Some observers note that that most supporters of independence are grey-haired members of the PQ. The younger members appear to have other priorities and independence is not high on their list.

If and when another referendum is held in Quebec, the Aboriginal peoples in the province will have to state where they stand.

An important question is what would an independent Quebec look like on a map? Where would the borders be?

Three-quarters of Quebec in the northern regions are the ancestral homelands of the Inuit, the Cree, and the Innu. Other Aboriginal groups have their own territories in the remaining one-quarter of the province.

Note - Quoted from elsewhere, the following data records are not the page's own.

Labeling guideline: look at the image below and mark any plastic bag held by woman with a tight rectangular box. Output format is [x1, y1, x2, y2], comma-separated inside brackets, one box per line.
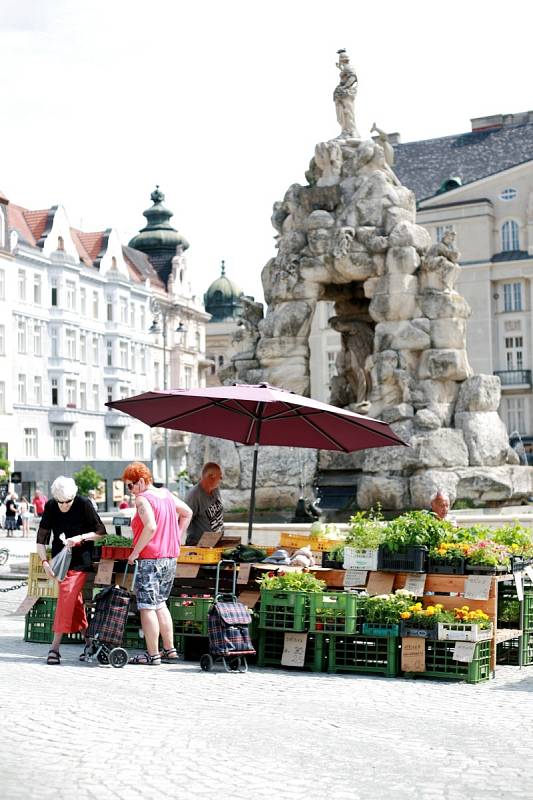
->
[50, 534, 72, 581]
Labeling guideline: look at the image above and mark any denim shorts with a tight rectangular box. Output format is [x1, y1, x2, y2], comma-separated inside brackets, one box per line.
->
[135, 558, 176, 610]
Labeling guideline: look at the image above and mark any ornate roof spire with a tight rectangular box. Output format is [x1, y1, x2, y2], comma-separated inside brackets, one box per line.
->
[221, 259, 226, 276]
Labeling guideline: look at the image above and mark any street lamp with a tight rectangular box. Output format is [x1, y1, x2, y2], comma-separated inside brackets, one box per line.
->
[149, 299, 187, 486]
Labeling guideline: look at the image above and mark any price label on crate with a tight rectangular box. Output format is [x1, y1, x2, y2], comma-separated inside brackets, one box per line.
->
[464, 575, 492, 601]
[95, 559, 115, 585]
[452, 641, 476, 663]
[237, 563, 252, 585]
[13, 595, 39, 616]
[343, 568, 367, 588]
[281, 632, 307, 667]
[514, 571, 524, 602]
[403, 574, 426, 597]
[367, 571, 394, 596]
[401, 637, 425, 672]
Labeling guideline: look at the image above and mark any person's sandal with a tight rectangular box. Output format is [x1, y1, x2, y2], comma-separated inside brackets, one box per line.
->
[160, 647, 179, 662]
[128, 651, 162, 665]
[47, 650, 61, 665]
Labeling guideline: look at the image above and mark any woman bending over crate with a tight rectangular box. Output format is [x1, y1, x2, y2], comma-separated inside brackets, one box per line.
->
[123, 462, 192, 665]
[36, 476, 107, 665]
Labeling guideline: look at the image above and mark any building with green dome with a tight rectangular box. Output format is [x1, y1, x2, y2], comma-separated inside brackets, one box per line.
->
[204, 259, 244, 321]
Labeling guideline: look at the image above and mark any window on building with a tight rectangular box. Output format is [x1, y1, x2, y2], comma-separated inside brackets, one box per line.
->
[17, 373, 26, 404]
[154, 361, 160, 388]
[130, 342, 135, 371]
[106, 296, 113, 322]
[503, 282, 522, 312]
[505, 336, 524, 371]
[34, 376, 42, 405]
[0, 324, 5, 356]
[119, 340, 128, 368]
[502, 220, 520, 252]
[435, 224, 455, 242]
[66, 280, 76, 310]
[500, 188, 517, 201]
[51, 327, 59, 357]
[18, 269, 26, 300]
[507, 397, 526, 435]
[24, 428, 38, 458]
[109, 431, 122, 458]
[326, 351, 337, 381]
[107, 385, 113, 404]
[140, 346, 146, 374]
[66, 329, 76, 359]
[134, 434, 143, 459]
[92, 335, 99, 365]
[130, 302, 135, 328]
[51, 278, 58, 307]
[34, 274, 41, 305]
[51, 377, 59, 406]
[218, 355, 224, 367]
[80, 333, 87, 363]
[80, 382, 87, 409]
[85, 431, 96, 459]
[184, 366, 193, 389]
[93, 291, 99, 318]
[0, 382, 5, 413]
[80, 287, 86, 316]
[0, 269, 4, 300]
[195, 331, 201, 351]
[140, 305, 145, 331]
[17, 319, 26, 354]
[66, 379, 76, 407]
[120, 297, 128, 324]
[207, 354, 216, 375]
[34, 323, 42, 356]
[53, 428, 70, 458]
[106, 340, 113, 367]
[119, 385, 128, 399]
[92, 384, 99, 409]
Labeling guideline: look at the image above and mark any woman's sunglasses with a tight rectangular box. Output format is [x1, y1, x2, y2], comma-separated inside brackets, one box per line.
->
[126, 481, 139, 491]
[57, 498, 75, 505]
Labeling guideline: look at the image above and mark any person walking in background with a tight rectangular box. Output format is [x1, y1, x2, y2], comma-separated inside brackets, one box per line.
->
[19, 496, 32, 538]
[88, 490, 98, 511]
[122, 461, 192, 665]
[36, 476, 106, 665]
[185, 462, 224, 545]
[32, 489, 48, 518]
[4, 492, 18, 537]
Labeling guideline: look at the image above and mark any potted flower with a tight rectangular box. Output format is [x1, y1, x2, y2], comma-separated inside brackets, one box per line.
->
[498, 597, 520, 629]
[399, 602, 451, 638]
[361, 589, 414, 637]
[379, 511, 455, 572]
[436, 606, 493, 642]
[465, 540, 510, 574]
[341, 508, 385, 571]
[492, 523, 533, 572]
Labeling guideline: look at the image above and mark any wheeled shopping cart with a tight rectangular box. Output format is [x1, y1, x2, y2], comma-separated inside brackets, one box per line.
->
[200, 560, 256, 673]
[81, 563, 137, 668]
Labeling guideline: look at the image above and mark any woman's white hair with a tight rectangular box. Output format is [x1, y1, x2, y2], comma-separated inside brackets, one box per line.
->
[51, 476, 78, 502]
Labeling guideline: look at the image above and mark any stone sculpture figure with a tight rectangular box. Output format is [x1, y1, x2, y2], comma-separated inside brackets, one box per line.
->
[334, 49, 359, 139]
[315, 141, 343, 186]
[370, 122, 395, 167]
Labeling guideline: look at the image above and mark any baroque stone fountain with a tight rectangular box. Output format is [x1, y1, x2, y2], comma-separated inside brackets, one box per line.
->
[192, 50, 532, 510]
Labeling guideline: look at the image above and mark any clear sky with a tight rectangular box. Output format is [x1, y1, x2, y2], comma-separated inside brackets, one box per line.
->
[1, 0, 532, 304]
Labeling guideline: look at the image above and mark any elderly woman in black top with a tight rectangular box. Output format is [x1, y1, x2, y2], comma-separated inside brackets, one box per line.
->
[36, 476, 106, 665]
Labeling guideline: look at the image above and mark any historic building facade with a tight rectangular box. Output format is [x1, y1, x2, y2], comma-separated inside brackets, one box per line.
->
[394, 111, 533, 450]
[0, 187, 209, 504]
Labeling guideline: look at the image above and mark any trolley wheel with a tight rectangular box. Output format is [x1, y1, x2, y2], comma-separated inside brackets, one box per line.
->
[109, 647, 128, 669]
[200, 654, 214, 672]
[227, 656, 241, 672]
[238, 657, 248, 673]
[0, 548, 9, 567]
[96, 648, 109, 665]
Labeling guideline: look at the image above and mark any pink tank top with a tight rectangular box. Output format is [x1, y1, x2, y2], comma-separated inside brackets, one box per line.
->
[131, 488, 180, 559]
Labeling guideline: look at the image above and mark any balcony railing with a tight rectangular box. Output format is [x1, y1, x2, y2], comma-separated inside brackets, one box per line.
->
[494, 369, 532, 387]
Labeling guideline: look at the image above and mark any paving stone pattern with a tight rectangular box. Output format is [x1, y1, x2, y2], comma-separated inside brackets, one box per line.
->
[1, 580, 531, 800]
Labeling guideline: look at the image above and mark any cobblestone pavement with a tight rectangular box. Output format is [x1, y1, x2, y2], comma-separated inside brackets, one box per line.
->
[1, 581, 532, 800]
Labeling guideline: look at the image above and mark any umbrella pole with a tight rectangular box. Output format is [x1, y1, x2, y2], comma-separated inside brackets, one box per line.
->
[247, 405, 264, 544]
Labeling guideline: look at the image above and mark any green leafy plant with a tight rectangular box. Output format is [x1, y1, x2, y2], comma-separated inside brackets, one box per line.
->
[258, 571, 326, 593]
[94, 535, 133, 548]
[0, 446, 9, 476]
[327, 507, 384, 563]
[492, 523, 533, 557]
[498, 597, 520, 626]
[73, 465, 104, 496]
[381, 511, 455, 553]
[466, 540, 510, 568]
[362, 590, 414, 624]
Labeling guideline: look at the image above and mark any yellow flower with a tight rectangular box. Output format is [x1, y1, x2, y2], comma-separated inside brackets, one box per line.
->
[400, 611, 411, 619]
[425, 607, 435, 616]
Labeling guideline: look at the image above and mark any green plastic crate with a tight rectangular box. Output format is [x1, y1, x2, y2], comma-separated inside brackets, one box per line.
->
[328, 634, 399, 677]
[524, 594, 533, 631]
[169, 597, 212, 636]
[410, 639, 491, 684]
[496, 634, 533, 666]
[362, 623, 400, 638]
[258, 589, 309, 631]
[24, 616, 54, 643]
[309, 592, 362, 634]
[24, 599, 91, 644]
[257, 629, 325, 672]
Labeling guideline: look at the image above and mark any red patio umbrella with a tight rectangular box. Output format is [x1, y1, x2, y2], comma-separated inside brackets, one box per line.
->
[107, 383, 407, 541]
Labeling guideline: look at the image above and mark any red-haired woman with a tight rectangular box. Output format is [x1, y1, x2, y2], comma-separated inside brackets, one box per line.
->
[122, 462, 192, 665]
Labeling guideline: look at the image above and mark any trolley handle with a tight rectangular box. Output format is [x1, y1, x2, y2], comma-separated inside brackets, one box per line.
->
[215, 559, 237, 597]
[119, 559, 138, 591]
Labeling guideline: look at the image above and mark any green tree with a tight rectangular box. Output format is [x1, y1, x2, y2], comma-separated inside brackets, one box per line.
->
[73, 465, 103, 496]
[0, 447, 9, 478]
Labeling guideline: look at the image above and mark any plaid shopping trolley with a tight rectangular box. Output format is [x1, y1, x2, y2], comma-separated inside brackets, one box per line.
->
[82, 563, 137, 668]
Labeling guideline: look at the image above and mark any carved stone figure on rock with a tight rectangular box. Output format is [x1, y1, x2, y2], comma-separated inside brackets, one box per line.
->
[333, 49, 359, 139]
[315, 141, 343, 187]
[421, 230, 461, 293]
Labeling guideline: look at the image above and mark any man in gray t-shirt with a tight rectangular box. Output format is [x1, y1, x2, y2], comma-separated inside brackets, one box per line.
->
[185, 462, 224, 545]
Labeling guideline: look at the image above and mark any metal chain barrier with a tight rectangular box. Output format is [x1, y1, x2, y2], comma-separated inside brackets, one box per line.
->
[0, 581, 28, 592]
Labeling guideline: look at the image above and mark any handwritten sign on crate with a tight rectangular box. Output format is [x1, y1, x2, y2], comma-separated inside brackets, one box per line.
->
[95, 559, 115, 585]
[343, 568, 367, 588]
[281, 632, 308, 667]
[452, 641, 476, 663]
[367, 571, 394, 596]
[401, 636, 426, 673]
[464, 575, 492, 601]
[403, 574, 427, 597]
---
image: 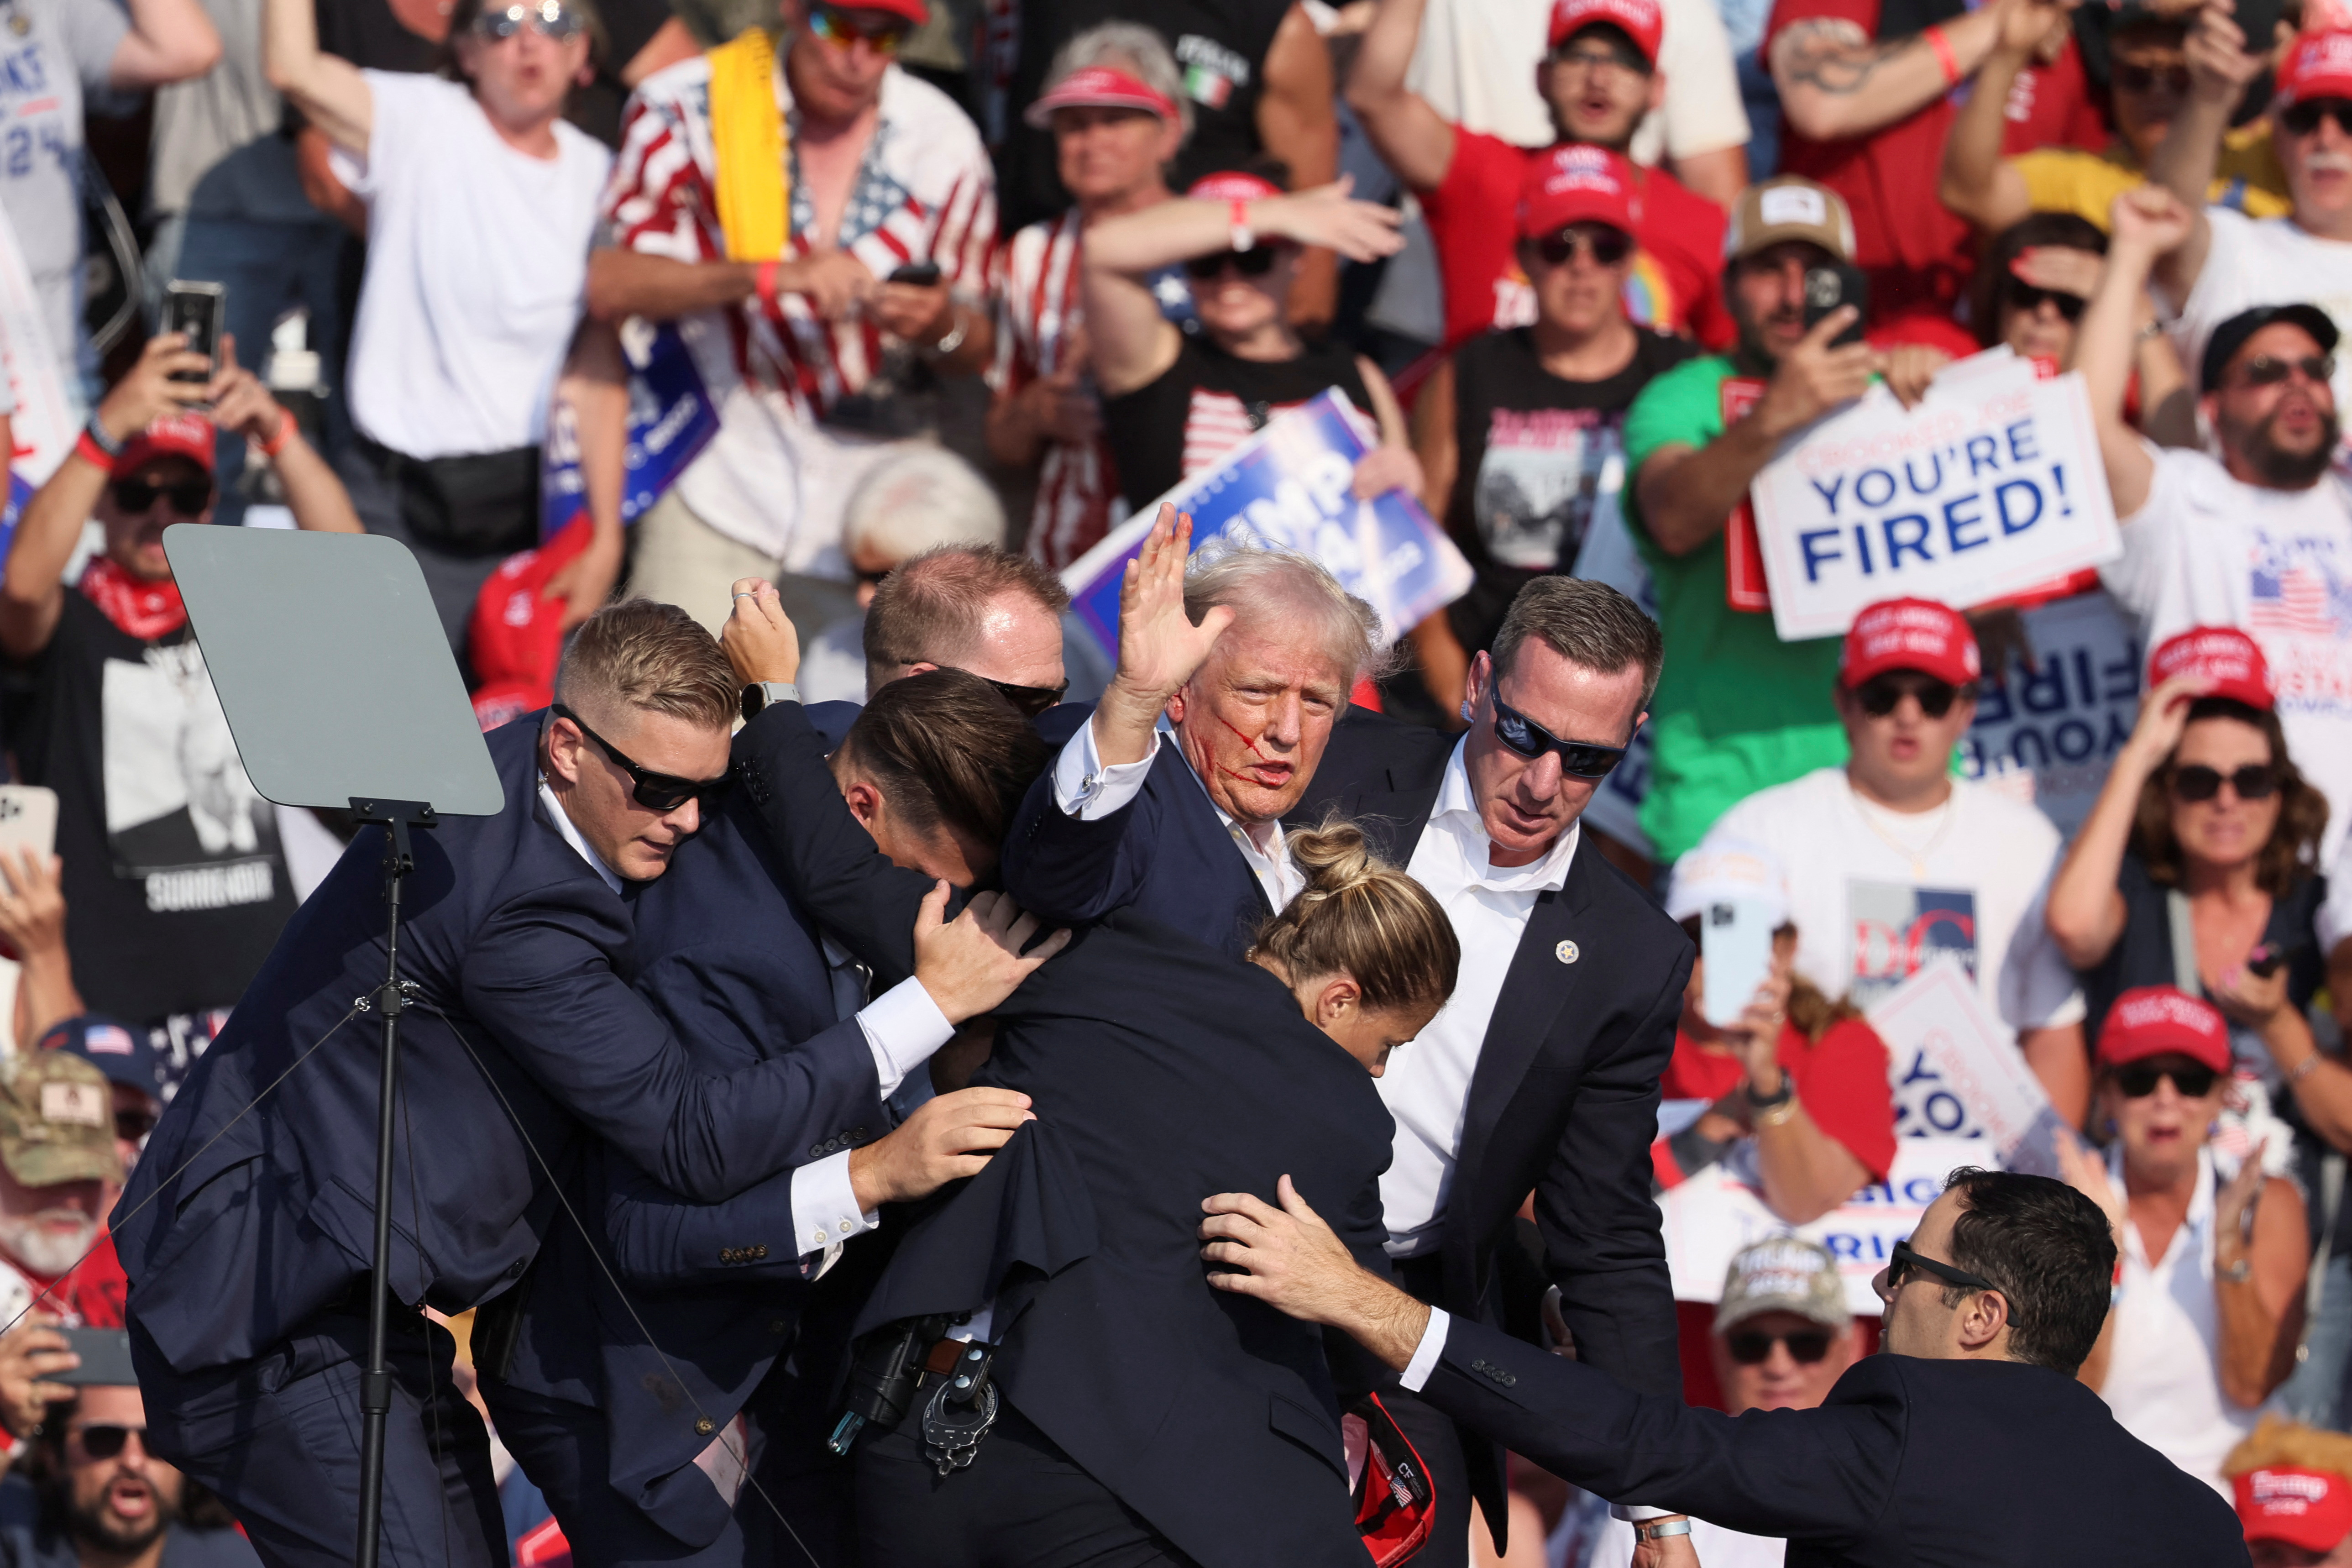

If these Aboriginal groupings are unwilling to allow their homelands to separate from Canada, how much land does that leave for a new country?

Way back in history, an obscure king in England unilaterally declared that three-quarters of what is now Canada was to be known as Rupert’s Land. Rupert happened to be a cousin of the king. The Aboriginal nations were never consulted or informed of this new situation.

Somewhere along the way, the Hudson’s Bay Co. were given vast territories which they used to enrich the company through the fur trade.

In 1912, the Crown, through the Quebec Boundaries Extension Act, gave Quebec what remained of Rupert’s Land. The Inuit, the Cree, and the Innu were completely excluded from this act of imperialism.

In the 1980s, when the Aboriginal peoples of Canada were in the middle of the Constitutional Wars, Zebedee Nungak drew a map of what an independent Quebec might look like. It included small strips of land on the north and south shores of the St. Lawrence River.

It created a political storm among the separatists and the media in the province. If and when the next referendum comes, Zebedee will have to clean the dust off his map so he can show it to Mr. Péladeau.

This Corner Quotes

“Is that Nungak, the cartographer?”

— Jacques “The Joker” Parizeau, the separatist premier of Quebec at the time.